Friday, May 27, 2011

Can I Afford a Mortgage?

When you go to the bank to find out if you can afford a mortgage, the loan officer is going to look at three things. He's going to look at how much money you earn, whether or not you've been a good credit risk and whether you have something valuable that can be traded, in case you don't pay the bank back.


Front-end Mortgage Ratio

The front-end ratio measures how much of your gross income will go to the mortgage payment. At most, you'll be allowed to use 30 percent of your gross income for the mortgage. So, if you earn $5,000 a month, you'll be able to pay $1,500 a month.

Back-end Mortgage Ratio

The back-end ratio shows how much of your income goes to paying debt on a monthly basis. Assume you have $5,000 in gross monthly income and $500 in monthly debt payments. Take $5,000 and divide it by $500 and you'll see that your debt payments are 10 percent of your gross income. Now, if you take your front-end percentage and your back-end percentage, you'll get 40 percent of your monthly gross income will go toward paying off your debts, including your monthly mortgage payment.

Repayment Variables

Acceptable front-end and back-end debt ratios vary by lender.
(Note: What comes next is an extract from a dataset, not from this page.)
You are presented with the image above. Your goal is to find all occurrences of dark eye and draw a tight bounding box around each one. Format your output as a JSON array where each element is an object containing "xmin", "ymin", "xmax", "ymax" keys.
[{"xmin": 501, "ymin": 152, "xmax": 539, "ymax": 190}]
If your numbers don't work with one lender you can try going to other lenders who might be more flexible. It's important to understand that you have to use accurate numbers when you buy a house. Otherwise, you might think you can afford more of a house than you actually can. In fact, you may want to shoot for paying 28 percent of your gross income on your mortgage, to ensure a financial cushion.

Mortgage Affordability

To find out whether you can afford a mortgage, look at properties under the maximum amount that a lender will let you borrow. If you get a less expensive house, your monthly mortgage payments will be lower. By looking around for some bargains, you can get into a house without forcing yourself to suffer a financial crisis.

Credit-worthy Borrower

If you have some bumps in your credit history, a lender might insist that you pay a higher rate on your loan than someone with good or excellent credit. This can also cause your monthly mortgage payments to be higher than that of someone who has better credit. It's important to review your credit history and make any corrections to your record at least six months before applying for your loan.

The Down Payment

The more money you are able to put down on the house, the less you have to borrow. This can help offset a higher monthly payment. If you are able to put down at least 20 percent of your sales price, you will not have to pay private mortgage insurance. This, too, will reduce your monthly mortgage payments.